The research group led by Pfirrmann extended this finding to the rotator cuff as early as 2004. In that work, fat content in the rotator cuff muscles was predictive of the degree of muscle tearing. Higher fat infiltration correlated with greater risk of tear. This finding pointed toward a sequence of events that fits closely with the neuromyofascial model: nerve signal loss from the cervical spine leads to denervation of the supraspinatus and surrounding rotator cuff muscles, which then shorten, scar, and accumulate fat, making them increasingly susceptible to tearing.

In other words, what looks like a shoulder problem may have its structural origin in the neck.

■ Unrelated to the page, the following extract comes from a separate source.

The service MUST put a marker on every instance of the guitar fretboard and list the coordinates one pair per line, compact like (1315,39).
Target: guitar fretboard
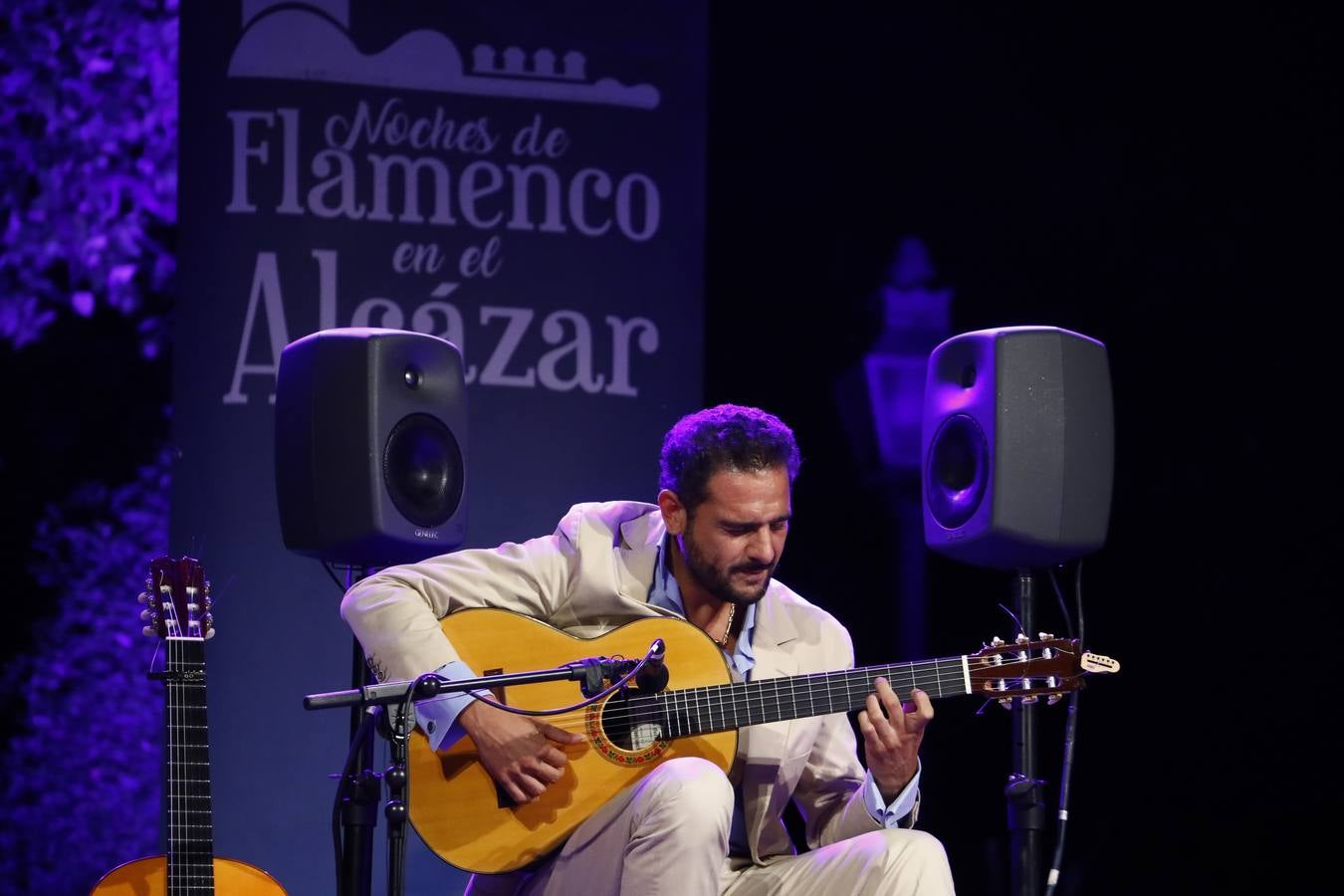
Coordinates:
(191,845)
(696,711)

Why This Matters Clinically

Fat water indexing is not a new concept in research. It has been accumulating in the literature for over two decades. What it has not done is translate meaningfully into routine clinical practice. Most patients presenting with chronic spinal pain following whiplash are assessed with standard imaging protocols that were not designed to detect this type of tissue transformation.

The clinical implications of this are significant. A patient whose deep cervical muscles show greater than 20 percent fat infiltration at two to four weeks post-injury is unlikely to recover with standard physiotherapy alone. Early identification of this pattern could change the trajectory of care decisions, including the timing and type of interventions applied.

At NMF Science, much of our investigational framework is built around intrinsic spinal pathology as a primary driver of chronic pain. The fat water indexing research provides a measurable, reproducible confirmation of what clinical observation has indicated for years: that the deep soft tissue around the spine undergoes structural changes after injury that persist, progress, and generate chronic pain in ways that standard imaging cannot detect.

Further research in this area is needed, and I expect it will continue to refine both the diagnostic thresholds and the clinical applications of these findings.

The information in this article is educational and informational in nature. It is not intended as a substitute for professional medical advice, diagnosis, or treatment. If you are experiencing chronic pain or have questions about your imaging results, consult with a qualified healthcare provider.